Making their life difficult by the government, some Quebecers create naturist center outside of Quebec, the most famous being in Ontario (East Heaven) and in Vermont State, USA (Maple Glen).
The “Quiet Revolution” and sexual liberation that follows in the sixties will help to recruit more followers but laws still are oppressive and opening of naturist camping and resorts was not possible in Quebec until the beginning of the seventies. Since the creation of the first naturist camping, others followed. An unofficial, but tolerated nude beach where hundreds of naked people spend their weekend came also, not too far from Montreal, and the rest is history.
I do not know for you, but for myself, I cannot help but to see some similarities when I compare Quebec in 1960 and Thailand in 2016. And if naturism evolved in Quebec (and the rest of Canada) as its current state now, I do not see why it would not follow a similar path in Thailand.
Let’s take a look at the Thai naturist network. There are now 4 official naturist resort: one in Pattaya (and the oldest one), one in Chiang Mai, one in Bangkok, and a very recent one in Phuket who changed their status into a naturist one at the end of May. It is a small network, but they are located at places most often visited by tourists. It is the backbone of the Thai naturism. Some others could add in the future.
In Quebec, it took more than 20 years (from the 50s to the 70s) to have at least 4 naturist camping opened so we can say the process went faster in Thailand than in Quebec and the rest of Canada. This gives hopes for a brighter future. But the main difference remains in changing people’s mentality. And this take time.

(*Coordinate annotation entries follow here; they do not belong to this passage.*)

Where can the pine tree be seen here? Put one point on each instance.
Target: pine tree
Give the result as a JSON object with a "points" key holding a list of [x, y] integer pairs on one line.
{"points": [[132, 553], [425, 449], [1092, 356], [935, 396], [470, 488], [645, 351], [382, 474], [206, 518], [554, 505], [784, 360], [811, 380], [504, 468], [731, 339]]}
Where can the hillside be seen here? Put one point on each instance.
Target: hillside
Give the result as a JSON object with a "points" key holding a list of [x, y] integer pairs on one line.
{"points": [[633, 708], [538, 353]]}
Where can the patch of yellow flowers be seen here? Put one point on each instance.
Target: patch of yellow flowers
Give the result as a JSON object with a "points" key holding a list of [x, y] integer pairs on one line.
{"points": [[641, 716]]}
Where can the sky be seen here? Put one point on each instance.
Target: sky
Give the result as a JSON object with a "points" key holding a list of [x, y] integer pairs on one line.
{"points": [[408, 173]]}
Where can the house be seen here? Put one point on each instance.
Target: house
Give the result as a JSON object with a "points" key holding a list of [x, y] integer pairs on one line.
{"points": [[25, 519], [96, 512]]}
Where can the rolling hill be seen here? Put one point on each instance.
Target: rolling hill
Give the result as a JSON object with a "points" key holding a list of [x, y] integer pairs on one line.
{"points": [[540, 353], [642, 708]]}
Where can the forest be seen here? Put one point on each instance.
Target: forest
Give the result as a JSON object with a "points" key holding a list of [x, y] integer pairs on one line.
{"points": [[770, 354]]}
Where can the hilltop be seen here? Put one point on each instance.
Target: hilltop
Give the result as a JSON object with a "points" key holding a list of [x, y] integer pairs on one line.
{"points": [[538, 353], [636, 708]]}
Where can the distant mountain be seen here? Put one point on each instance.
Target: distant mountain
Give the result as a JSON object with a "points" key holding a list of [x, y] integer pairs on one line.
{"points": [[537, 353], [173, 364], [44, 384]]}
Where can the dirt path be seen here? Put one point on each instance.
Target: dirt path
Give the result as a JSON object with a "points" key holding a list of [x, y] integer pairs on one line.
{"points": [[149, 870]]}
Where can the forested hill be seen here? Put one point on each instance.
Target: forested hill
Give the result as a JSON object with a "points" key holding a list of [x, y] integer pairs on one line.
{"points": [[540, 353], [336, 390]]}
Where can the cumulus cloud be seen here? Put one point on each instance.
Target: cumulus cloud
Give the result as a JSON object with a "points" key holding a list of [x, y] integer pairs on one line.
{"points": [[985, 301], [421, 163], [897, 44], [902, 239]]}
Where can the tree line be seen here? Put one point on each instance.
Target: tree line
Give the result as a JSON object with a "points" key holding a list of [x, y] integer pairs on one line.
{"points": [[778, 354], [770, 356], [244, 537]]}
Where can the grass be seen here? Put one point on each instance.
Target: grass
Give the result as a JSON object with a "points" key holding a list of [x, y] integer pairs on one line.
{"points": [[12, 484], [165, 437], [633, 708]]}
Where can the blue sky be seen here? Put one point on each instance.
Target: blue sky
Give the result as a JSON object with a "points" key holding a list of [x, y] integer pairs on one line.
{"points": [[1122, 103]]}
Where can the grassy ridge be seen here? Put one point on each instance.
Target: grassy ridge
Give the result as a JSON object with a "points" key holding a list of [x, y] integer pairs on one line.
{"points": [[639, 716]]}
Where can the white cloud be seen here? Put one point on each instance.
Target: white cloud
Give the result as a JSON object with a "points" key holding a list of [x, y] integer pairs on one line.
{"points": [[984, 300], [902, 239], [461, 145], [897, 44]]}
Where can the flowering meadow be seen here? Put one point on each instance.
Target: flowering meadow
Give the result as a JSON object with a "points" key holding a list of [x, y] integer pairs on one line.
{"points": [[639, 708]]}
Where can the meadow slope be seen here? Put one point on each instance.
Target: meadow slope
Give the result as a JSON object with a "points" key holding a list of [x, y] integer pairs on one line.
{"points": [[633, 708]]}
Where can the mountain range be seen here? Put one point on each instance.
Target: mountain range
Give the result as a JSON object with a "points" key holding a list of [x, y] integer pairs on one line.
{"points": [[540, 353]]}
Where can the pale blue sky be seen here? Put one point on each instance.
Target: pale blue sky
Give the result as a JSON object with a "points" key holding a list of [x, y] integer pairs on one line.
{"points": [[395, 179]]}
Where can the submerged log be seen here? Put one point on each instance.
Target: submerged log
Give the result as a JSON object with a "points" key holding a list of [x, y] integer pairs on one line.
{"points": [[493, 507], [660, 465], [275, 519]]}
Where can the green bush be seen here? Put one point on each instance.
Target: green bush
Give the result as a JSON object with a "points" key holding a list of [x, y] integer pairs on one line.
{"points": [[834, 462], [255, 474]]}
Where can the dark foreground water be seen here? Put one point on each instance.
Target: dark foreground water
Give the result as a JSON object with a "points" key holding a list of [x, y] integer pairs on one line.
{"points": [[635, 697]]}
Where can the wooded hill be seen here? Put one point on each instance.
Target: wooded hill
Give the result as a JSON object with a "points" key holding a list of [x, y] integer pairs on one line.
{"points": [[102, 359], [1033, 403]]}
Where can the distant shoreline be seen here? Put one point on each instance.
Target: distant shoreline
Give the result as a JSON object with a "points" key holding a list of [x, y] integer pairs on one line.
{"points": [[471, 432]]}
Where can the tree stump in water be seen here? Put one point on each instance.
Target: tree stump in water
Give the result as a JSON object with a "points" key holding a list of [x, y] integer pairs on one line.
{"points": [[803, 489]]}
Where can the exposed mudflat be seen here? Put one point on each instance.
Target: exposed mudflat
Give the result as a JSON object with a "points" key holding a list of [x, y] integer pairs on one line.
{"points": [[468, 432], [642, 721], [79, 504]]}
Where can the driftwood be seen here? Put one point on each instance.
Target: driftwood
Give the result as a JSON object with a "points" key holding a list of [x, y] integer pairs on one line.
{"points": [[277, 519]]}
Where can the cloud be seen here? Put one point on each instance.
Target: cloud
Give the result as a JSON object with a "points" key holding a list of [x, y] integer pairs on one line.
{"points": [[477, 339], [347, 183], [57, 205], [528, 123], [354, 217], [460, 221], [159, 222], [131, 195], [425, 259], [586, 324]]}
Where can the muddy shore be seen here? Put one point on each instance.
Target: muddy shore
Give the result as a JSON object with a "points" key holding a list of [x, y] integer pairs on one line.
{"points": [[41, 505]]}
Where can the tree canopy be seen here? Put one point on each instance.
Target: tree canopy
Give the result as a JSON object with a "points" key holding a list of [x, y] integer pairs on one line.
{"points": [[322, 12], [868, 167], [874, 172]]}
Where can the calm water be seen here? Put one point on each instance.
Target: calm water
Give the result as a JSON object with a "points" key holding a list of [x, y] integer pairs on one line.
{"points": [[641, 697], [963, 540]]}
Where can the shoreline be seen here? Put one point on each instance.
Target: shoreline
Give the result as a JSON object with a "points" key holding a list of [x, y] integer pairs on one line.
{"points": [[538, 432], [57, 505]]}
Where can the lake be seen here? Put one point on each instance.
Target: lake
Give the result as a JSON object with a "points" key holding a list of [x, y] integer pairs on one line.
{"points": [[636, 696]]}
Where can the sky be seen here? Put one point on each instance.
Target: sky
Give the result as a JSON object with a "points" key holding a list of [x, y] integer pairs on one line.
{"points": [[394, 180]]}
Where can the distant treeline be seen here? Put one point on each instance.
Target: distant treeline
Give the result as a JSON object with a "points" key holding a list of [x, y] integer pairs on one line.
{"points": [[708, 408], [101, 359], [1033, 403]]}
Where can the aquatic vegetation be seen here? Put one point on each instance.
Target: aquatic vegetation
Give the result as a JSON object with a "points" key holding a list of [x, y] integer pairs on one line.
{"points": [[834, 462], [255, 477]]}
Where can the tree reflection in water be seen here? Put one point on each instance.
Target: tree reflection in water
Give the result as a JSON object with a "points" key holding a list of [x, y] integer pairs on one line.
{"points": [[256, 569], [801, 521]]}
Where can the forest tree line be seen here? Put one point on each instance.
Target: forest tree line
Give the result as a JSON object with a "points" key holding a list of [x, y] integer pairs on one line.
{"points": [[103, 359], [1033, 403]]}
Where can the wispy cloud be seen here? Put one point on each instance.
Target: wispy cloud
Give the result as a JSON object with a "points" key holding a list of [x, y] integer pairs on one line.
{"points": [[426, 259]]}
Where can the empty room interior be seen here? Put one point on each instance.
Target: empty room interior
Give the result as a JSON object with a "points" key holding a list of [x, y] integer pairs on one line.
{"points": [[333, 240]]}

What delayed naturism progress in Quebec until the sixties was that the clergy had a big influence over the daily life of citizens and they were backed up by the politicians in power. For example, books talking about sex (among others) and about other sensitive matter at the time were banned by the church. Schools were unisex (no genders mixed), activities as simple than going to swim at the public swimming pool were also unisex. It was a bit of a closed society, afraid of new ideas, afraid of what was foreign. But once things started to change in the sixties, it went very fast and it took more or less a decade for the naturism to go out of its closet and get off the ground.
It is very likely that this process will take more of a decade in Thailand for several reasons. Changing people mentalities takes time. Asian culture is different. There is a big taboo about nudity that is often associated with sex. Very likely that the process will be slower in Thailand than in Quebec. But it will happen. No doubts about that.
Thanks to the dedicated people who believe in naturism in Thailand, the infrastructure looks now firm and strong. Naturist resorts are there and the Naturist Association of Thailand has a functional webpage in the internet.
Newspaper in Asia now writes reportages about Thailand as a possible naturist destination. In my last visit, I saw more Thai people visiting resorts for a weekend or as a day guest. All those people, foreign and locals, helps to spread the word that naturism in Thailand is growing up and continue to move forward. Maybe an official nude beach could come one day, but I think it is in the long term.
Yes, it will take longer time than in western societies to make naturism widely accepted in Thailand, but the seed is there. Just be patient.